TASK: ffff888126972040 [THREAD_INFO: ffff888126972040]
CPU: 5
STATE: TASK_RUNNING (PANIC)

crash> bt
PID: 417 TASK: ffff888126972040 CPU: 5 COMMAND: "kworker/5:1H"
#0 [ffff88810ebcf828] machine_kexec at ffffffff8f701b3e
#1 [ffff88810ebcf948] __crash_kexec at ffffffff8f9d28eb
#2 [ffff88810ebcfa60] panic at ffffffff913967e9
#3 [ffff88810ebcfb30] bio_endio at ffffffff902541f7
#4 [ffff88810ebcfb78] bio_endio at ffffffff902541f7
#5 [ffff88810ebcfba8] bio_endio at ffffffff902541f7
#6 [ffff88810ebcfbd8] nvme_ns_head_submit_bio at ffffffffc13cf960 [nvme_core]
#7 [ffff88810ebcfcc8] submit_bio_noacct at ffffffff9026b134
#8 [ffff88810ebcfdb8] nvme_requeue_work at ffffffffc13cdc40 [nvme_core]
#9 [ffff88810ebcfdf8] process_one_work at ffffffff8f8133c8
#10 [ffff88810ebcfe78] worker_thread at ffffffff8f813fb7
#11 [ffff88810ebcff10] kthread at ffffffff8f825e6f
#12 [ffff88810ebcff50] ret_from_fork at ffffffff8f60619f
crash> p *(struct bio *)0xffff8881890f4900 // child bio
$1 = {
bi_next = 0x0,
bi_disk = 0xdae00188000001a1,
bi_opf = 33605633,
bi_flags = 1922,
bi_ioprio = 0,
bi_write_hint = 0,
bi_status = 10 '\n',
bi_partno = 0 '\000',
__bi_remaining = {
counter = 1
},
bi_iter = {
bi_sector = 12287744,
bi_size = 65536,
bi_idx = 3,
bi_bvec_done = 106496
},
bi_end_io = 0xffffffff90254280 <bio_chain_endio>,
bi_private = 0xffff888198b778d0,
bi_blkg = 0x0,
bi_issue = {
value = 288230712376101481
},
{
bi_integrity = 0x0
},
bi_vcnt = 0,
bi_max_vecs = 0,
__bi_cnt = {
counter = 1
},
bi_io_vec = 0xffff8881a4530000,
bi_pool = 0xffff888141bd7af8,
bi_inline_vecs = 0xffff8881890f4978
}

crash> p *(struct bio *)0xffff888198b778d0 // parent bio
$2 = {
bi_next = 0x0,
bi_disk = 0xffff888153ead000,
bi_opf = 33589249,
bi_flags = 1664,
bi_ioprio = 0,
bi_write_hint = 0,
bi_status = 10 '\n',
bi_partno = 0 '\000',
__bi_remaining = {
counter = 0
},
bi_iter = {
bi_sector = 12288000,
bi_size = 0,
bi_idx = 5,
bi_bvec_done = 0
},
bi_end_io = 0xffffffff8ff8df80 <blkdev_bio_end_io_simple>,
bi_private = 0xffff8881b0c54080,
bi_blkg = 0xffff8881974df400,
bi_issue = {
value = 288230665264113654
},
{
bi_integrity = 0x0
},
bi_vcnt = 5,
bi_max_vecs = 256,
__bi_cnt = {
counter = 1
},
bi_io_vec = 0xffff8881a4530000,
bi_pool = 0x0,
bi_inline_vecs = 0xffff888198b77948
}



-----邮件原件-----
发件人: Sagi Grimberg <sagi@xxxxxxxxxxx>
发送时间: 2023年3月21日 20:26
收件人: Lei Lei2 Yin <yinlei2@xxxxxxxxxx>; kbusch@xxxxxxxxxx; axboe@xxxxxx; hch@xxxxxx
抄送: linux-nvme@xxxxxxxxxxxxxxxxxxx; linux-kernel@xxxxxxxxxxxxxxx; cybeyond@xxxxxxxxxxx
主题: Re: [External] Re: [PATCH] nvme: fix heap-use-after-free and oops in bio_endio for nvme multipath


> Thank you for your reply
>
> This problem occurs in nvme over rdma and nvme over tcp with nvme generate multipath.

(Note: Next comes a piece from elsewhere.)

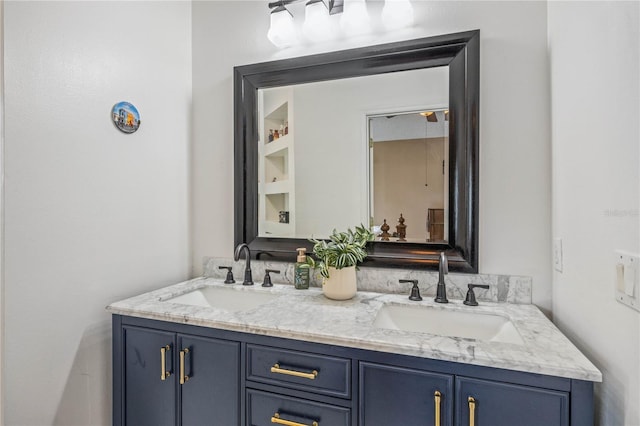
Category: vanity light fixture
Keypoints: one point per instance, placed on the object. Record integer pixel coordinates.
(282, 32)
(319, 25)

Delete the ns gendisk is caused by nvmf target subsystem is faulty, then host detect all path keep alive overtime and io timeout. After ctrl-loss-tmo seconds, host will remove fail ctrl and ns gendisk.

That is fine, but it is a problem if it does not correctly drain inflight I/O, weather it was split or not. And this looks like the wrong place to address this.

> We have reappear this proble in Linux-5.10.136, Linux-5.10.167 and
> the latest commit in linux-5.10.y, and this patch is only applicable
> to Linux-5.10.y

So my understanding that this does not reproduce upstream?

>
> Yes , this is absolutely the wrong place to do this . Can i move this modification after nvme_trace_bio_complete?
>
> Do I need to resubmit a patch, if modifications are needed?

Yes, but a backport fix needs to be sent to stable mailing list
(stable@xxxxxxxxxxxxxxx) and cc'd to linux-nvme mailing list.

But I don't think that this fix is the correct one. What is needed is to identify where this was fixed upstream and backport that fix instead.
If that is too involving because of code dependencies, it may be possible to send an alternative surgical fix, but it needs to be justified.